Two of the best Mets blogs, MetsBlog and Hotfoot, have recently been making all-time Mets lists.  Great idea for hot stove!  Much better than making lists of still-available free-agent pitchers with losing records and E.R.A.s above 4.50!  Here’s my list for the best Mets seasons ever at each position.  What do you think?  Am I shortchanging anyone?

Best Mets Seasons Ever at Each Position:

1B –Olerud, 1998
2B – Alfonzo, 2000
SS -  Reyes, 2006
3B – Wright, 2006
LF – Jones, 1969
CF – Beltran, 2006
RF – Strawberry, 1987
C – Piazza, 2000
RHP – Gooden, 1985
LHP – Koosman, 1976
RH reliever – Lockwood, 1976
LH reliever – Orosco, 1983

6 Responses to “Best Mets Seasons at Each Position”

  1. Vicki Says:

    I’m not up on the statistics, but I’m sure you researched it thoroughly and it seems logical to me. I am surprised Seaver wasn’t in there, but I guess Gooden had the better ERA.

  2. Dana Says:

    Vicki,

    Seaver was undoubtedly the best Mets pitcher ever, but he never had an individual season as good as Gooden’s season in 1985.

  3. subie Says:

    It’s interesting to see how many on your list are from 2006. Bodes well for this season I hope. I was surprised at the relievers. I would have thought McGraw, McDowell, Franco or one of last year’s group would have made it. But I don’t know the stats either. I’m not sure I even remember Lockwood.

  4. JD Says:

    Its hard to evaluate this without knowing what metrics you are using. Offensive or defensive stats? How are you evaluating pitchers? Modern baseball theory seems to posit that WHIP is more illuminating than ERA (and, as per this Sunday’s NY TIMES “ERA plus” is also more robust than ERA alone) and W-L is pretty useless. Are you using the Bill James “Wins Shares” algorithim which I still haven’t figured out? Do you worship at the altar of OBP over BA or SLG, or do you believe that OPS with RISP is the key metric in evaluating clutch hitting (and thus proving that Tejada is a God.)

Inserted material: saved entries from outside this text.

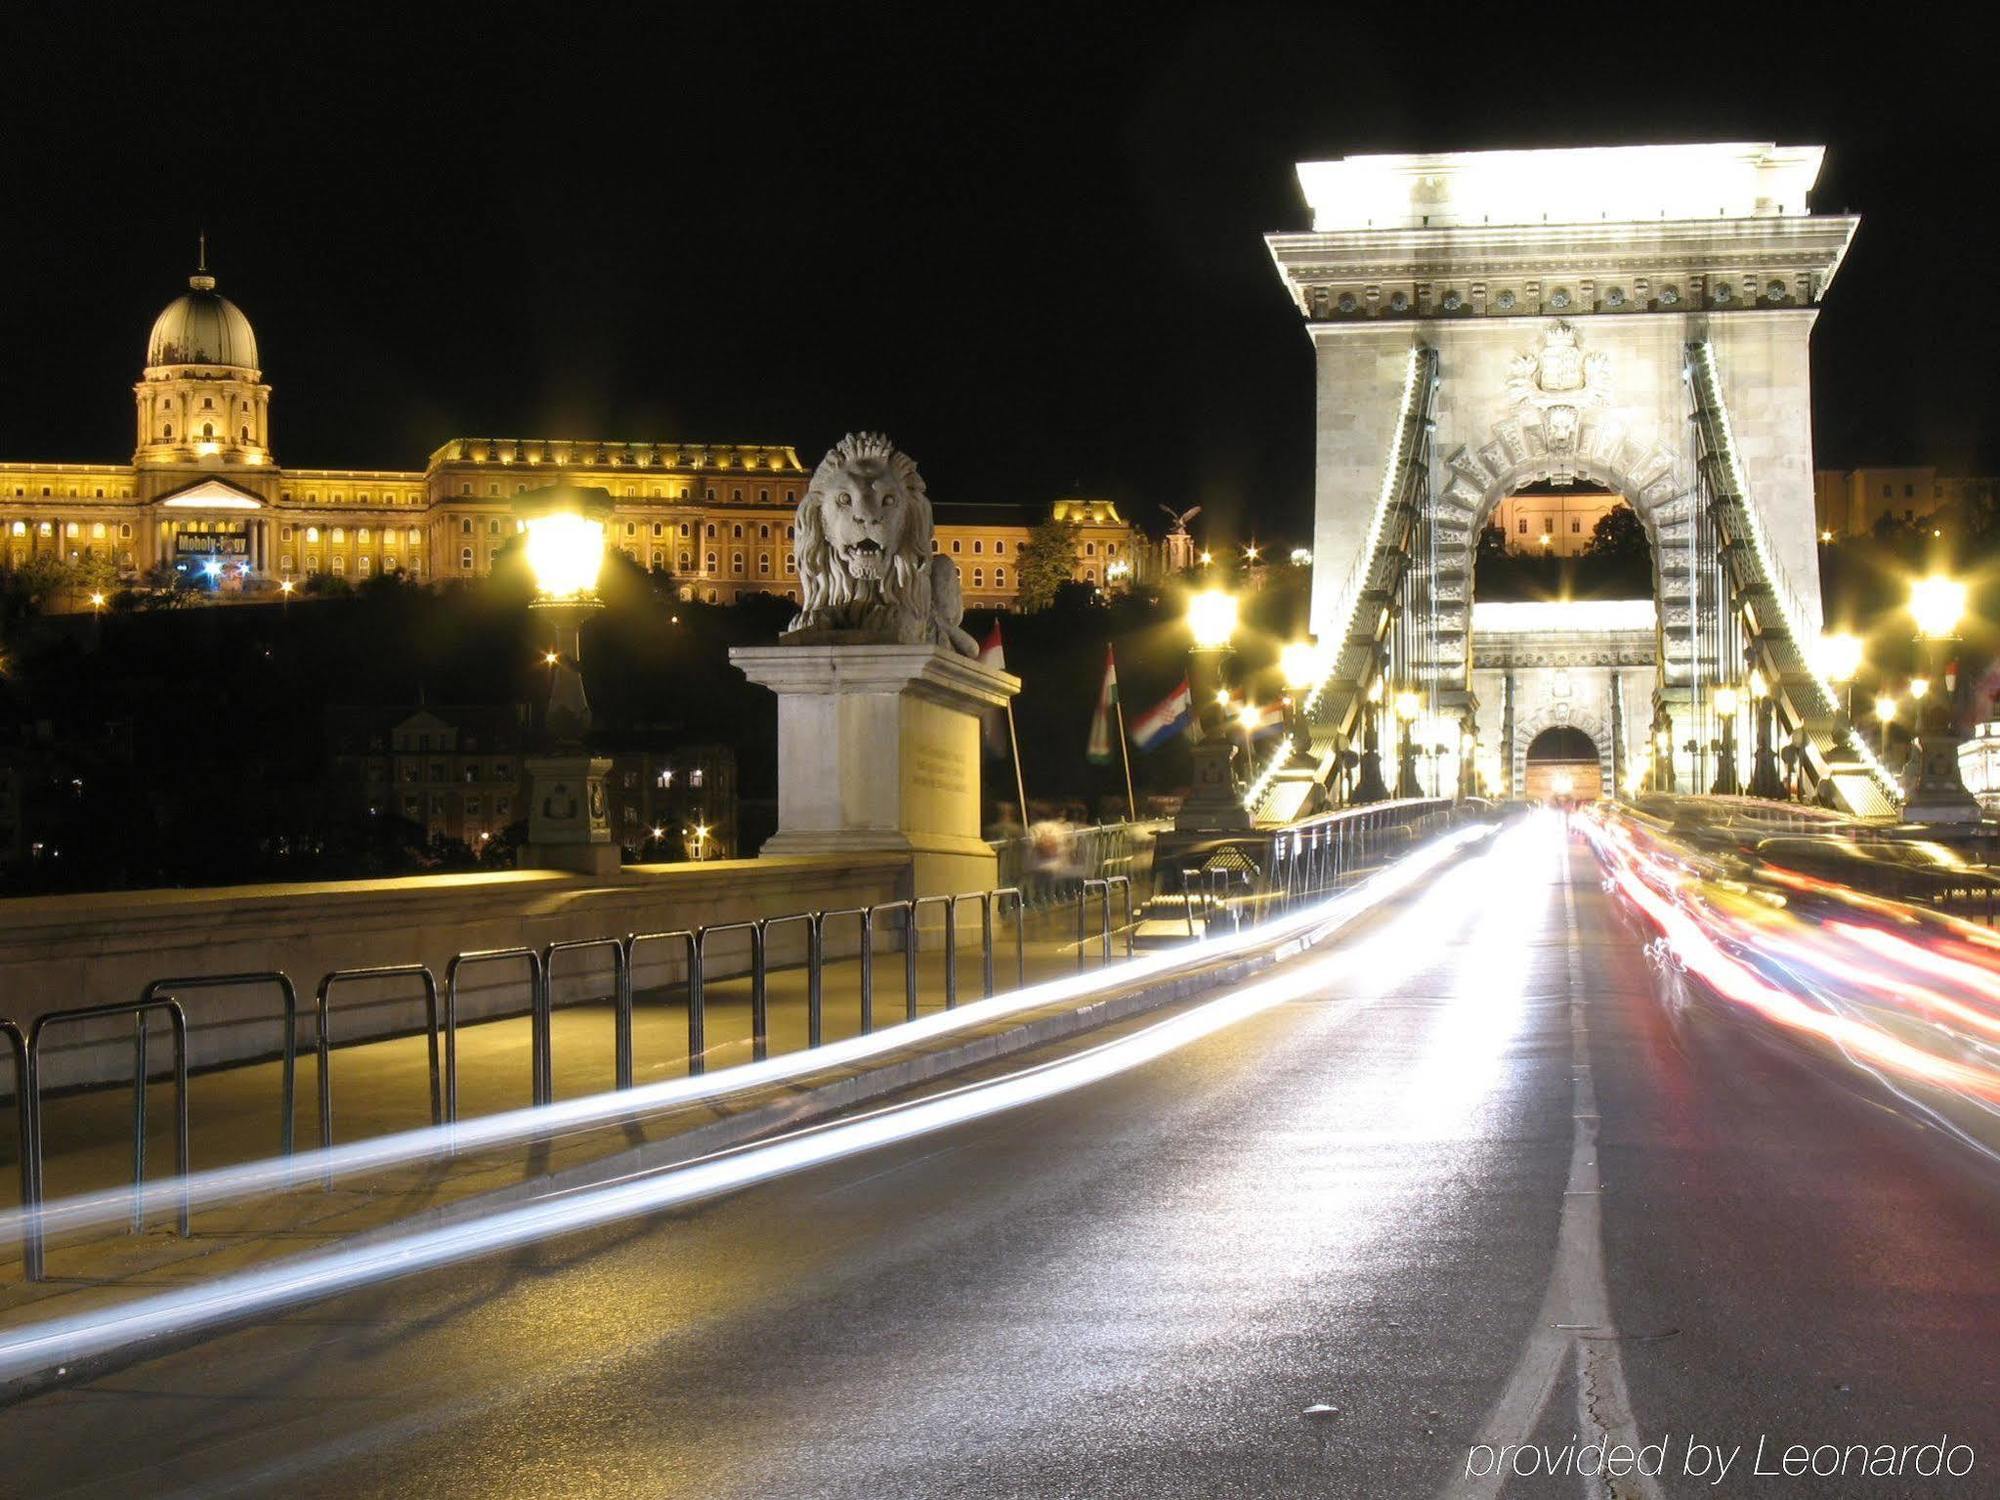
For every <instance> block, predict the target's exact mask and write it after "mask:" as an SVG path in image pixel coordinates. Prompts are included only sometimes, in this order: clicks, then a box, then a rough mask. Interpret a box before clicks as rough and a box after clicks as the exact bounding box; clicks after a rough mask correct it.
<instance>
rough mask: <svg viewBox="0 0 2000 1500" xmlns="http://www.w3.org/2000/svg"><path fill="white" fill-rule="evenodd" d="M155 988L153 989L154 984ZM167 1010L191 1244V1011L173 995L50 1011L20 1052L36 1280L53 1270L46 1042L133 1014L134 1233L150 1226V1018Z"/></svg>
mask: <svg viewBox="0 0 2000 1500" xmlns="http://www.w3.org/2000/svg"><path fill="white" fill-rule="evenodd" d="M148 988H150V986H148ZM152 1012H164V1014H166V1018H168V1024H170V1026H172V1028H174V1176H176V1178H178V1180H180V1214H178V1230H180V1238H182V1240H186V1238H188V1234H190V1232H192V1230H190V1222H188V1220H190V1204H188V1012H184V1010H182V1008H180V1002H178V1000H174V998H170V996H148V998H144V1000H120V1002H114V1004H108V1006H76V1008H74V1010H48V1012H44V1014H42V1016H38V1018H36V1022H34V1028H32V1030H30V1032H28V1044H26V1046H24V1048H22V1050H20V1068H22V1074H20V1094H22V1104H20V1108H22V1124H24V1142H26V1148H24V1150H22V1226H24V1242H22V1270H24V1274H26V1278H28V1280H30V1282H38V1280H42V1276H44V1272H46V1270H48V1258H46V1246H44V1244H42V1186H44V1184H42V1038H44V1036H46V1034H48V1030H50V1028H52V1026H70V1024H74V1022H86V1020H110V1018H114V1016H132V1020H134V1026H132V1062H134V1078H132V1232H134V1234H138V1232H142V1230H144V1228H146V1080H148V1076H150V1072H152V1068H150V1066H148V1062H146V1018H148V1016H150V1014H152Z"/></svg>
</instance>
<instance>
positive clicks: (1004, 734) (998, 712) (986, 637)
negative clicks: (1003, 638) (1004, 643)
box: [980, 620, 1008, 760]
mask: <svg viewBox="0 0 2000 1500" xmlns="http://www.w3.org/2000/svg"><path fill="white" fill-rule="evenodd" d="M980 666H990V668H992V670H994V672H1006V650H1004V648H1002V646H1000V622H998V620H994V628H992V630H988V632H986V642H984V644H982V646H980ZM980 742H982V744H984V748H986V756H988V758H990V760H1006V754H1008V746H1006V710H1004V708H988V710H986V714H984V716H982V718H980Z"/></svg>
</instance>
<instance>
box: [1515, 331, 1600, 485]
mask: <svg viewBox="0 0 2000 1500" xmlns="http://www.w3.org/2000/svg"><path fill="white" fill-rule="evenodd" d="M1610 396H1612V392H1610V368H1608V360H1606V358H1604V356H1602V354H1584V350H1582V348H1580V346H1578V342H1576V330H1574V328H1572V326H1570V324H1568V322H1562V320H1558V322H1554V324H1550V326H1548V330H1546V332H1544V334H1542V342H1540V346H1538V348H1532V350H1528V352H1524V354H1516V356H1514V358H1512V360H1510V362H1508V376H1506V398H1508V406H1512V408H1514V412H1516V414H1518V416H1520V418H1524V420H1538V422H1540V426H1542V442H1544V444H1546V446H1548V452H1550V454H1554V456H1558V458H1568V456H1570V454H1574V452H1576V436H1578V432H1580V430H1582V424H1584V412H1586V410H1594V408H1598V406H1604V404H1606V402H1608V400H1610ZM1566 468H1568V466H1564V476H1566Z"/></svg>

    Its an interesting list but absent knowing the methodology its very hard to comment or critique or even discuss.

  5. Administrator Says:

    JD, I did the list off the top of my head and then checked the stats to see if I wanted to stick with my original hunches or change them (I was actually going to go with one of McGraw’s season until I looked again with what Orosco did in ‘83 and I’m still not really sure that Wright in 2006 deserves to be there instead of Hojo in either 87, 89, or 91. I’ll stand by Cleon in 1969 because I think people have forgotten what it meant to hit .340 in 1969, but statistically you should probably give left field to Bernard Gilkey’s 1996 season). I was inspired by similarly subjective lists that Hotfoot and Metsblog had just thrown off about the best Mets at each position, as a self-conscious effort to relieve severe offseason boredom. Their lists provoked questions similar to the ones you’ve asked though the best Mets at each position is even more complex because sometimes you have to compare people who spent a year or two at a position with people who spent six or seven seasons there.

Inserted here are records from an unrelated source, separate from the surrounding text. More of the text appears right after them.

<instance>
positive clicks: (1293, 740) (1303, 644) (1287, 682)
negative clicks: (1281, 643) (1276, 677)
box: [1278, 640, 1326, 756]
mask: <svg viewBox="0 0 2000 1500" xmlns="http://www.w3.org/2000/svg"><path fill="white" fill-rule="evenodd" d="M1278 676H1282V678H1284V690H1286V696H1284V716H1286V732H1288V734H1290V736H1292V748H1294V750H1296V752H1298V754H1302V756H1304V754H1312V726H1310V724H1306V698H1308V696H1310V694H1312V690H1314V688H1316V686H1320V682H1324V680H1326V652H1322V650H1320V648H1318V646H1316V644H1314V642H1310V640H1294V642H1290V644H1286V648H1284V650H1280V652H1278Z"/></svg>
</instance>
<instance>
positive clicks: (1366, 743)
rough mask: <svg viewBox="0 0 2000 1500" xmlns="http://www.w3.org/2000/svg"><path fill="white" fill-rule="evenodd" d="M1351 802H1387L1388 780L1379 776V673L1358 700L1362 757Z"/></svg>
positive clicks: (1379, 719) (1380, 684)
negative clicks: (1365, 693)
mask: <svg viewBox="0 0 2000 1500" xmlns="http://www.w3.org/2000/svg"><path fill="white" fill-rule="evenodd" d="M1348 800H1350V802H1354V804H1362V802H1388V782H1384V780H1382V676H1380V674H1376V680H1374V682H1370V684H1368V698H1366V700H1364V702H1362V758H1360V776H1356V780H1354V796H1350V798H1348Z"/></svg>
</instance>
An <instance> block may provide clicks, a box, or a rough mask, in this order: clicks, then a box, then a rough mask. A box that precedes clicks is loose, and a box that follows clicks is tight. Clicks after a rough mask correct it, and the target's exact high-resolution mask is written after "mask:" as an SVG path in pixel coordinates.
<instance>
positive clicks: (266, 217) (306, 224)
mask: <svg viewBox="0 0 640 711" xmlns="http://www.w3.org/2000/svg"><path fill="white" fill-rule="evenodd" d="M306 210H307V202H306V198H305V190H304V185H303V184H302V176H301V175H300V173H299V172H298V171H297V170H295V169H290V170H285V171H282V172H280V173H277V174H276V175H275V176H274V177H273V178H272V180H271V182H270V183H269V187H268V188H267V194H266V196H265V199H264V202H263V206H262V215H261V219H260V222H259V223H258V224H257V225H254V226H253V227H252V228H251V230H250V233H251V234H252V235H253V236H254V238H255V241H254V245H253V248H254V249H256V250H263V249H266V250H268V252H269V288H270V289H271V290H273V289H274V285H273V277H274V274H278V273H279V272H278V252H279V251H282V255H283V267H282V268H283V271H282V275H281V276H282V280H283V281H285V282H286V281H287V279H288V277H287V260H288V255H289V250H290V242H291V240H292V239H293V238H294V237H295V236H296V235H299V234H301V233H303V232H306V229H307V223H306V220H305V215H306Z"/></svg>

    I am a great admirer of Bill James but as even he has acknowledged, the math, even the new and improved math, won’t tell us everything. And the question of how many runs get produced or prevented does not necessarily tell you who can be given the most credit for his offensive production (I still think that a single is a greater accomplishment than a walk even if they can be close to equal in their importance in a game). And then there’s the problem of the fact that there is no objective way to compare defensive accomplishments. The statistics don’t tell us nearly enough.

    So please understand that this is a casual list for people to think about, as we all wait for real news about our Mets.

  6. JD Says:

    Dana:

    I agree - and other than enjoying Moneyball and skimming James’ abstract, that is about the limits of my SABRE knowledge other than what I pick up in passing. But other than important but unmeasurable things like “leadership” and “guts” there ain’t much else out there to go on in evaluating this stuff. (And even James admits this - he says the 2004 Red Sox won due to “veteran leadership”. Sacrilege to the stathead community! I nearly keeled over.)